Foi nesse contexto de profunda tensão social que a República surgiu nos Estados Unidos, e apenas os proprietários tinham direito ao voto. As coisas mudaram radicalmente com a Democracia Jacksoniana (1825-1854), que deu aos trabalhadores o direito ao voto. Isso teve uma série de consequências: iniciativas legislativas para dar direitos aos trabalhadores (incluindo o direito à greve), reação dos empregadores via poder judiciário, greves ilegais, repressão física pelos empregadores (com agentes contratados matando grevistas), anarquistas explodindo coisas. Em suma, a luta de classes nos Estados Unidos foi uma guerra civil constante. Em vez de serem influenciados pelo marxismo (como os trabalhadores ibero-americanos e europeus), os trabalhadores americanos influenciaram Marx, que era um observador interessado. Os esforços judiciais dos empregadores foram coroados com a Era Lochner (1897-1937), que consistiu em ter uma Suprema Corte pronta para declarar inconstitucionais todas as leis trabalhistas feitas por representantes eleitos. A Era Lochner só chegou ao fim graças ao último governo trabalhista de verdade nos EUA: Franklin Roosevelt, seu Getúlio Vargas (ou seu Perón, se preferir). Ele aumentou o número de juízes da Suprema Corte e, assim, anulou a influência dos juízes que eram favoráveis ​​aos patrões.

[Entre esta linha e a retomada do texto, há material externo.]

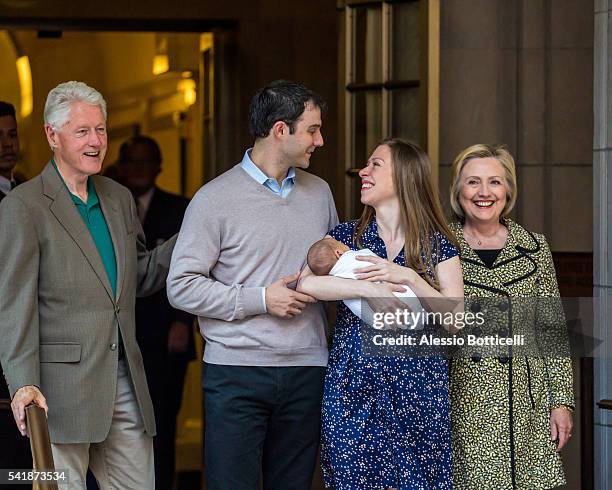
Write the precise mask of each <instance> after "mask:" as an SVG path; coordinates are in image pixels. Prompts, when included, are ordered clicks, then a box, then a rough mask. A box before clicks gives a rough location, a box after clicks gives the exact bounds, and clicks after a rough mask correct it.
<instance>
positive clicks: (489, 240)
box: [463, 227, 503, 247]
mask: <svg viewBox="0 0 612 490" xmlns="http://www.w3.org/2000/svg"><path fill="white" fill-rule="evenodd" d="M502 228H503V227H501V228H500V229H498V230H497V231H496V232H495V233H493V234H492V235H491V236H488V237H486V238H478V237H477V236H476V233H474V232H473V231H471V230H470V231H469V232H468V233H467V234H466V230H465V229H464V230H463V234H464V235H467V237H468V238H471V239H472V240H473V241H475V242H476V243H477V244H478V246H479V247H480V246H482V242H483V240H485V241H486V240H489V241H494V240H496V239H497V237H498V235H499V232H500V230H501V229H502Z"/></svg>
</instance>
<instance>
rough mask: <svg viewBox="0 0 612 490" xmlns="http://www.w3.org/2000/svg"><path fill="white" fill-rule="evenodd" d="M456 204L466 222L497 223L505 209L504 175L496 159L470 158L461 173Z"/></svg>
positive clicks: (504, 171)
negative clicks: (470, 159) (459, 204)
mask: <svg viewBox="0 0 612 490" xmlns="http://www.w3.org/2000/svg"><path fill="white" fill-rule="evenodd" d="M459 183H460V192H459V204H461V207H462V208H463V212H464V214H465V219H466V221H472V222H480V223H482V222H498V221H499V218H500V216H501V214H502V212H503V210H504V207H505V206H506V196H507V182H506V172H505V170H504V167H503V166H502V164H501V163H499V161H497V159H496V158H492V157H487V158H472V159H471V160H470V161H468V162H467V163H466V164H465V165H464V166H463V169H462V170H461V176H460V179H459Z"/></svg>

Independentemente dessa batalha judicial, o truque mais frequentemente usado pela classe patronal era importar trabalhadores famintos da Europa. A lei da oferta e da procura se aplicava: quanto mais trabalhadores, menor o preço da mão de obra. E havia mais: diferentemente do Brasil, onde os imigrantes são absorvidos pela cultura nacional, nos EUA os imigrantes formavam comunidades rivais que se perpetuavam entre seus descendentes. Até hoje, apenas os WASP (sigla para “White Anglo-Saxon Protestant”) são “americanos” sem hífen. Os demais são afro-americanos, irlandeses-americanos, ítalo-americanos, mexicano-americanos, asiático-americanos, independentemente de quantas gerações estivessem lá. Assim, além da importação incessante de imigrantes, ainda havia a imensa dificuldade em gerar coesão entre os trabalhadores de diferentes etnias que já estavam estabelecidos nos Estados Unidos.

Uma figura-chave na superação dessas diferenças foi Samuel Gompers, um judeu inglês que imigrou com seus pais quando era criança. Ele fundou a Federação Americana do Trabalho em 1886, e este foi o sindicato nacional mais importante na história do país. Uma demanda constante deste sindicato era, claro, restrições à imigração. Sim, mesmo tendo sido fundado por um imigrante.

No século 21, o que a esquerda nos Estados Unidos faz? Ela promove não apenas imigração irrestrita, mas também paranoia racial, que divide os trabalhadores em brancos e não brancos: exatamente a agenda histórica dos capitalistas. Trabalhadores do mundo, desunam-se! Somente com uma educação terrível, com um currículo desprovido de história nacional, os capitalistas nos Estados Unidos foram capazes de empurrar essa agenda como sendo de esquerda ou relacionada ao trabalho.

Naturalmente, ninguém tem a obrigação de estudar a história de um país estrangeiro na escola. Mas, a esta altura do jogo, o mínimo que se poderia esperar dos brasileiros é que sua classe educada parasse de idolatrar ou abominar um ministro da Suprema Corte como se ele fosse algo além de um subproduto do imperialismo e das instituições dos EUA.